Castigo è il cruento resoconto in versi di una battaglia, metaforicamente all’arma bianca, con l’idea di Dio, analogia di tutto quanto è altro e proiezione della nostra miseria esistenziale. È rabbia verso il Creatore, declinato nella più brutale accezione veterotestamentaria, e la sua opera funesta. È disperata preghiera, traduzione dell’abominevole bisogno di lanciare il dolore al di là di sé stessi e delle proprie frustrazioni, prostrazioni e prostituzioni di sorta. Soggettivamente, Castigo è la catarsi della tragedia personale che si consuma nel confronto con il silenzio di un Dio immagine del proprio fallimento; oggettivamente, a metà tra l’invettiva disperata e la supplica che lo è sempre altrettanto, è una riflessione poetica sul rapporto dell’uomo con la reificazione dei propri limiti, una teopoiesi negativa che vuole mettere sul tavolo la necessaria assurdità della fede e la sua assurda necessità.
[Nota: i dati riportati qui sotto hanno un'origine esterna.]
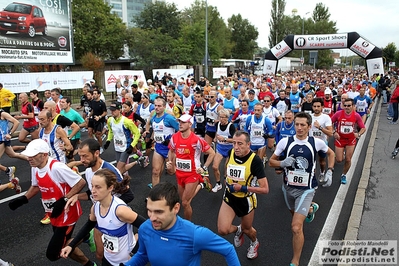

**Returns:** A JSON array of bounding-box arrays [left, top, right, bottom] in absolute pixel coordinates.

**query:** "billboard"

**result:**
[[152, 68, 194, 79], [104, 70, 147, 92], [0, 71, 93, 93], [0, 0, 74, 64]]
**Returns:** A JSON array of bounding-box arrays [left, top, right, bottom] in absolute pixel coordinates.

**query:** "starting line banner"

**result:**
[[0, 71, 93, 93], [263, 32, 384, 77]]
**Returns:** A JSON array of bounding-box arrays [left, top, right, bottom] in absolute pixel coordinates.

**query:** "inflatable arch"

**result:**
[[263, 32, 384, 77]]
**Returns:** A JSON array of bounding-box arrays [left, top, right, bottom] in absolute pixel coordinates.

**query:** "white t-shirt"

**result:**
[[309, 114, 332, 143]]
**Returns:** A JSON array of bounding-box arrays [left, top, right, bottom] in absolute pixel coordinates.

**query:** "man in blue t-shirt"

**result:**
[[121, 182, 240, 266]]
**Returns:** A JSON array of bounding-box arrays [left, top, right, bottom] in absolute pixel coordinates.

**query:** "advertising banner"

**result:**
[[349, 37, 375, 58], [270, 40, 292, 59], [212, 67, 227, 79], [366, 58, 384, 77], [151, 68, 194, 81], [0, 71, 93, 93], [0, 0, 74, 64], [263, 59, 277, 74], [104, 70, 147, 92]]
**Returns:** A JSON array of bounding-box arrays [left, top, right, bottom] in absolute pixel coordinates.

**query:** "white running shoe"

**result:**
[[212, 183, 223, 193]]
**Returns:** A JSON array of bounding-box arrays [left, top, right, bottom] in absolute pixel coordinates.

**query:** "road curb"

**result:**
[[308, 99, 379, 266], [338, 100, 381, 266], [344, 100, 381, 240]]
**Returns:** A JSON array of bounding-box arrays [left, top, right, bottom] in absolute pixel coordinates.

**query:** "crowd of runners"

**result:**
[[0, 70, 399, 266]]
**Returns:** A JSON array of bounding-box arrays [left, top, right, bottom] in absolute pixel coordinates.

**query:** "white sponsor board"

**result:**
[[151, 68, 194, 81], [349, 37, 375, 58], [294, 33, 348, 50], [271, 40, 292, 59], [0, 0, 74, 64], [263, 59, 277, 74], [212, 67, 227, 79], [366, 57, 384, 77], [319, 240, 398, 265], [104, 70, 147, 92], [0, 71, 93, 93]]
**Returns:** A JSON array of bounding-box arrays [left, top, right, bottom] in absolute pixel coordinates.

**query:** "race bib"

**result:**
[[252, 128, 262, 137], [313, 130, 323, 138], [114, 138, 126, 152], [154, 132, 165, 143], [356, 106, 366, 113], [42, 198, 57, 212], [102, 234, 119, 253], [176, 158, 192, 172], [287, 171, 309, 187], [227, 164, 245, 181], [195, 115, 205, 123], [341, 126, 353, 134]]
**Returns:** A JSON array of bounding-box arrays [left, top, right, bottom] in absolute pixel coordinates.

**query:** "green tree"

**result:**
[[132, 1, 183, 39], [72, 0, 126, 60], [269, 0, 286, 48], [382, 42, 399, 66], [227, 14, 259, 59]]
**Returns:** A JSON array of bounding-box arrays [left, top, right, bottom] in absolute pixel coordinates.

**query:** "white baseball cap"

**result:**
[[179, 114, 194, 124], [21, 139, 50, 157]]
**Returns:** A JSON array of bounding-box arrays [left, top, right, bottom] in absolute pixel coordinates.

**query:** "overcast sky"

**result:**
[[170, 0, 399, 56]]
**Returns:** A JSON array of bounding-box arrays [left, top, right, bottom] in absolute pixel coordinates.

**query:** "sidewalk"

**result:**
[[345, 102, 399, 243]]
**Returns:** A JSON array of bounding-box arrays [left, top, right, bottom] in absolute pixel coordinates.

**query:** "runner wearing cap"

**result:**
[[104, 102, 146, 174], [143, 97, 179, 187], [166, 114, 215, 220], [354, 81, 374, 123], [8, 139, 95, 266]]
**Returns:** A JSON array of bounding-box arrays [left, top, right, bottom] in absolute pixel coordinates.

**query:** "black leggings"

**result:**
[[46, 225, 75, 261]]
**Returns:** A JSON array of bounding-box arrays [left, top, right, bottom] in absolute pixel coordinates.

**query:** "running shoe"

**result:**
[[7, 166, 16, 181], [10, 177, 22, 194], [87, 229, 97, 252], [71, 166, 79, 174], [305, 202, 319, 223], [247, 239, 259, 260], [212, 183, 223, 193], [202, 176, 212, 192], [234, 224, 244, 248], [341, 175, 346, 185], [319, 172, 326, 185], [40, 212, 50, 224], [137, 156, 146, 168]]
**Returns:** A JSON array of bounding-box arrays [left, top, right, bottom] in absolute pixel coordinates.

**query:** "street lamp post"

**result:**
[[301, 12, 310, 70], [205, 0, 209, 78]]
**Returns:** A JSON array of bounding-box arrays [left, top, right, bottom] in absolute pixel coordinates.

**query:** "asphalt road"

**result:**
[[0, 121, 368, 266]]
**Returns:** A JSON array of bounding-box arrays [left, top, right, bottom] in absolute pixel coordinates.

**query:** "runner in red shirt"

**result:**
[[166, 114, 215, 220], [323, 88, 336, 118], [14, 92, 39, 143], [331, 98, 366, 184], [9, 139, 94, 266]]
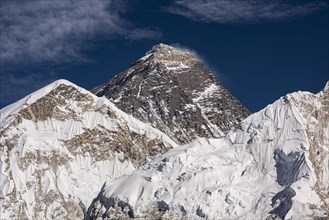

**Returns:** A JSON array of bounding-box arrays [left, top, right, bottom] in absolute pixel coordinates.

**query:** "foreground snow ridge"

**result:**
[[87, 83, 329, 219]]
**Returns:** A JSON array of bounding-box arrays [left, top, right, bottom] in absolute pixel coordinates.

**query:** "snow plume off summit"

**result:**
[[0, 44, 329, 220]]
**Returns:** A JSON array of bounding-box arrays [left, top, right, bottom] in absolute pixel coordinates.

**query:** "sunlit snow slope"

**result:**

Castigo è un’invocazione, una preghiera che chiede una parola, per quanto dura, del padre – una parola che metta tutti a tacere. Come ogni preghiera è semplice, vuole illudere ed instillare sollievo in chi la dice. Come ogni preghiera sincera è carica di vergogna, imbevuta di speranza, platealmente disattesa.

***

Ho chiamato

un Dio che parla

dando fuoco alle foreste secolari

ammazzando i figli altrui

un Dio geloso, che punisce

nei figli la colpa del padre

il Dio delle spiagge d’agosto

dei bambini annegati.

Mi ha risposto

un fiore di ciliegio

fuggito

per miracolo

al suo piede

al castigo.**

Della vita.

La volpe non biasima

la trappola, né il cacciatore

né sé stessa

ma macina bestemmie

mentre aspetta

ferita

qualcosa

che non sa.

**

Non c’è testamento che tenga

nel giorno grande e terribile

del Signore,

niente profeti

e anche i deserti

sono cemento

scaldato dal sole

non c’è sura taciuta

o preghiera cicatrizzata

o sacrificio, di greggi intere

non c’è pietà infine,

prima del castigo

non c’è pietà,

dopo il castigo

la pietà

del misero, per la miseria sua è il castigo.
**

Francesco Costa, originario di Belluno e laureato in Scienze Internazionali e Antropologia, vive e lavora a Venezia.

I suoi versi sono stati pubblicati da riviste letterarie e antologie, tra cui Poetry Factory, Il Visionario, L’Altrove, 210A, Atelier, LaboratoriPoesia, Asterorosso e Inno all’Infinito,
curato da Bruno Mohorovich (Bertoni, 2021). Scrive pezzi di prosa fantastica per il quotidiano Il cucchiaio nell’orecchio e le sue opere di fotografia e pittura sono raccolte sul sito thisminimalshit.com .

È autore delle raccolte di poesie Cipango (2020) e La foresta dei cedri (2022),
editi da Ensemble, e del fantasaggio satirico-filosofico Manuale di filosofia fantastica (Link, 2022).